Use summary function to view results:

summary(ctcf_fit)

NormRFit-class object

Type:                  'enrichR'
Number of Regions:     12353090
Number of Components:  2
Theta* (naive bg):     0.137
Background component B: 1

+++ Results of fit +++ 
Mixture Proportions:
Background       Class 1    
    97.72%         2.28%    
Theta:
Background       Class 1    
     0.103         0.695    

Bayesian Information Criterion: 539882

+++ Results of binomial test +++ 
T-Filter threshold: 4
Number of Regions filtered out: 12267164
Significantly different from background B based on q-values:
TOTAL:
           ***        **         *         .                n.s.
Bins         0       627       120       195        87     84897
%        0.000     0.711     0.847     1.068     1.166    96.209
---
Signif. codes:  0 '***' 0.001 '**' 0.01 '*' 0.05 '.' 0.1 '  ' 1 'n.s.'

The summary function shows that most of the regions of the chromosome 21 correspond to the background - 97.72%. In total we have 1029 (627+120+195+87) significantly enriched regions.

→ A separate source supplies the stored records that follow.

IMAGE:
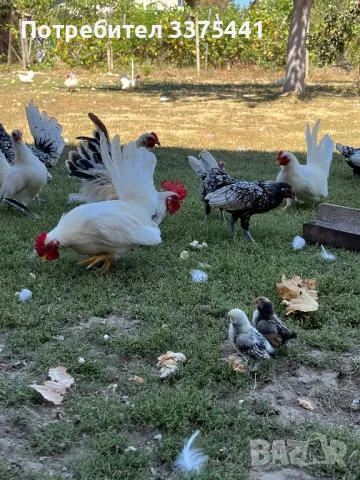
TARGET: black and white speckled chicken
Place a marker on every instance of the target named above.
(269, 324)
(48, 141)
(246, 339)
(213, 177)
(351, 157)
(244, 199)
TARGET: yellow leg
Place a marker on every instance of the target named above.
(94, 259)
(106, 265)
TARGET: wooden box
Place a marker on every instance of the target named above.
(336, 226)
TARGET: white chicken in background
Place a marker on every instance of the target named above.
(87, 164)
(26, 78)
(71, 81)
(129, 84)
(108, 230)
(21, 183)
(310, 181)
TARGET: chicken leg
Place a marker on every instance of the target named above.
(244, 226)
(94, 259)
(207, 212)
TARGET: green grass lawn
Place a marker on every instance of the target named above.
(147, 304)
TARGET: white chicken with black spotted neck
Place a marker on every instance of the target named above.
(22, 182)
(310, 181)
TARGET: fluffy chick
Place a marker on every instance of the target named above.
(246, 339)
(269, 324)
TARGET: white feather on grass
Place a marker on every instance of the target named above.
(199, 276)
(326, 255)
(24, 295)
(298, 243)
(190, 459)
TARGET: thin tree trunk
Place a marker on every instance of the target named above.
(11, 36)
(296, 52)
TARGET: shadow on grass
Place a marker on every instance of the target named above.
(251, 94)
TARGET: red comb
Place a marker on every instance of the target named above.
(176, 187)
(155, 136)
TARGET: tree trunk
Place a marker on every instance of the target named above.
(296, 51)
(11, 36)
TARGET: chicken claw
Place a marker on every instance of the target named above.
(94, 259)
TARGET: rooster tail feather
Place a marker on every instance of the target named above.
(319, 154)
(191, 459)
(4, 166)
(46, 132)
(132, 173)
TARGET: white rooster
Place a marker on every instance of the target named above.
(108, 230)
(87, 165)
(71, 81)
(310, 181)
(129, 84)
(22, 182)
(26, 78)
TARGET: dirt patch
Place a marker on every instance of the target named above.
(285, 474)
(15, 446)
(330, 396)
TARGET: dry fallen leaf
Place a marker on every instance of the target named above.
(237, 363)
(168, 363)
(306, 404)
(54, 390)
(170, 358)
(298, 295)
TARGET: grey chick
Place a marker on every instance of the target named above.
(269, 324)
(246, 339)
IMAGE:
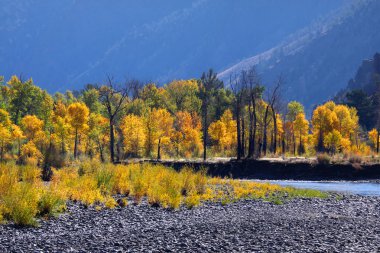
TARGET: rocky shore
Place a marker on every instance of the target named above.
(347, 224)
(279, 169)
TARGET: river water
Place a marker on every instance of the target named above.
(359, 188)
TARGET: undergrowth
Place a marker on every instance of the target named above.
(25, 197)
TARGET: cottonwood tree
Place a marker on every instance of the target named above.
(114, 98)
(273, 98)
(294, 108)
(239, 88)
(254, 93)
(208, 85)
(78, 114)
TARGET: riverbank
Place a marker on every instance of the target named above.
(347, 224)
(279, 169)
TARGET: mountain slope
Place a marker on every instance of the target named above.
(318, 61)
(64, 44)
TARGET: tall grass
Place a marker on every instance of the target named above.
(24, 197)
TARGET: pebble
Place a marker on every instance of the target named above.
(299, 225)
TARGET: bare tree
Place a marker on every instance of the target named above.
(208, 85)
(254, 92)
(114, 98)
(272, 99)
(238, 88)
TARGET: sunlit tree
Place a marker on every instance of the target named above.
(78, 114)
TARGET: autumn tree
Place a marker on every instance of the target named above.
(254, 93)
(98, 133)
(374, 137)
(114, 99)
(188, 135)
(28, 99)
(223, 132)
(159, 126)
(182, 95)
(134, 130)
(273, 97)
(208, 85)
(5, 140)
(301, 126)
(78, 114)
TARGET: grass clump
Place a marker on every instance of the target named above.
(323, 159)
(355, 159)
(24, 197)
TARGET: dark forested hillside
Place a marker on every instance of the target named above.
(363, 92)
(64, 44)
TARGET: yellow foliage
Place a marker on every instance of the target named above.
(30, 154)
(31, 126)
(78, 115)
(133, 128)
(223, 132)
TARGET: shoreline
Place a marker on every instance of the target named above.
(348, 224)
(270, 169)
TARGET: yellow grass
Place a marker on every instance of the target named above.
(23, 196)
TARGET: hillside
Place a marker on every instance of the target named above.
(318, 61)
(64, 44)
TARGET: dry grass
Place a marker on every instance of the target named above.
(23, 196)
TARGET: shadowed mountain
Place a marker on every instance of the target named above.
(64, 44)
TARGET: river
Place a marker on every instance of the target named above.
(359, 188)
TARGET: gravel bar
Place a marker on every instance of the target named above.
(350, 224)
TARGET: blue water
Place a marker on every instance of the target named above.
(359, 188)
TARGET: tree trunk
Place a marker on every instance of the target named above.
(243, 144)
(274, 131)
(76, 144)
(159, 149)
(112, 142)
(205, 132)
(238, 129)
(265, 138)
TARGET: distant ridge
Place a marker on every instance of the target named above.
(317, 61)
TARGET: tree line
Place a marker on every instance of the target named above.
(196, 118)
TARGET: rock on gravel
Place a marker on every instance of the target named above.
(351, 224)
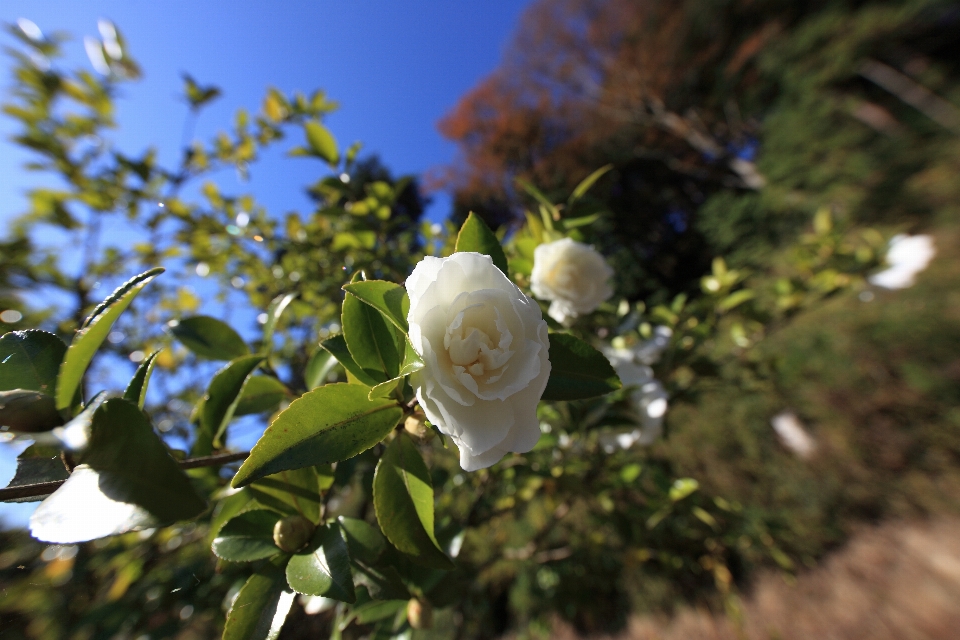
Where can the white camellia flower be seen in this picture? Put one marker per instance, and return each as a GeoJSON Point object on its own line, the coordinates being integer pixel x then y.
{"type": "Point", "coordinates": [573, 276]}
{"type": "Point", "coordinates": [648, 400]}
{"type": "Point", "coordinates": [485, 350]}
{"type": "Point", "coordinates": [907, 256]}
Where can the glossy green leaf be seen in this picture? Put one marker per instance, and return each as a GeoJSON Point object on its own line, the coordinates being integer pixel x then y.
{"type": "Point", "coordinates": [35, 464]}
{"type": "Point", "coordinates": [125, 476]}
{"type": "Point", "coordinates": [372, 341]}
{"type": "Point", "coordinates": [323, 568]}
{"type": "Point", "coordinates": [274, 311]}
{"type": "Point", "coordinates": [403, 499]}
{"type": "Point", "coordinates": [364, 541]}
{"type": "Point", "coordinates": [331, 423]}
{"type": "Point", "coordinates": [223, 396]}
{"type": "Point", "coordinates": [92, 334]}
{"type": "Point", "coordinates": [577, 370]}
{"type": "Point", "coordinates": [386, 297]}
{"type": "Point", "coordinates": [319, 366]}
{"type": "Point", "coordinates": [247, 537]}
{"type": "Point", "coordinates": [209, 338]}
{"type": "Point", "coordinates": [30, 360]}
{"type": "Point", "coordinates": [293, 492]}
{"type": "Point", "coordinates": [476, 236]}
{"type": "Point", "coordinates": [261, 394]}
{"type": "Point", "coordinates": [137, 387]}
{"type": "Point", "coordinates": [337, 347]}
{"type": "Point", "coordinates": [262, 605]}
{"type": "Point", "coordinates": [28, 411]}
{"type": "Point", "coordinates": [322, 142]}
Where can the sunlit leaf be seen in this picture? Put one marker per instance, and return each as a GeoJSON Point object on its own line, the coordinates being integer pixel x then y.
{"type": "Point", "coordinates": [331, 423]}
{"type": "Point", "coordinates": [403, 499]}
{"type": "Point", "coordinates": [92, 334]}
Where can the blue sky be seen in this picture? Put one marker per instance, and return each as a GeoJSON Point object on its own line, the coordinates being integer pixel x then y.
{"type": "Point", "coordinates": [395, 67]}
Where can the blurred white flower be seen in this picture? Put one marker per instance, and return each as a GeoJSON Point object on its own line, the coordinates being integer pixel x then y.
{"type": "Point", "coordinates": [792, 434]}
{"type": "Point", "coordinates": [907, 256]}
{"type": "Point", "coordinates": [647, 398]}
{"type": "Point", "coordinates": [573, 275]}
{"type": "Point", "coordinates": [485, 350]}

Extract the regions into a GRanges object:

getRanges() extracts the regions from the model.

getQvalue(), and getEnrichment() assign statistical significance to regions of interest and calculated enrichment. In order to identify only highly significant regions, keep only ranges where the false discovery rate (q value) is below 0.01.

# extracts the ranges
ctcf_peaks = getRanges(ctcf_fit)
 
# annotates the ranges with the supporting p value
ctcf_peaks$qvalue = getQvalues(ctcf_fit)
 
 # annotates the ranges with the calculated enrichment
ctcf_peaks$enrichment = getEnrichment(ctcf_fit)
 
# selects the ranges which correspond to the enriched class
ctcf_peaks = subset(ctcf_peaks, !is.na(component))
 
# Filter by a stringent q value threshold
ctcf_peaks = subset(ctcf_peaks, qvalue < 0.01)
 
# order the peaks based on the q value
ctcf_peaks = ctcf_peaks[order(ctcf_peaks$qvalue)]

After stringent q value filtering we are left with 724 peaks

For the ease of downstream analysis, you can limit the sequence levels to chromosome 21:

seqlevels(ctcf_peaks, pruning.mode='coarse') = 'chr21'

Export the peaks into a .txt file which we can use downstream in the

analysis:

write.table(ctcf_peaks, file.path(data, 'CTCF_peaks.txt'),
 row.names=F, col.names=T, quote=F, sep='\t')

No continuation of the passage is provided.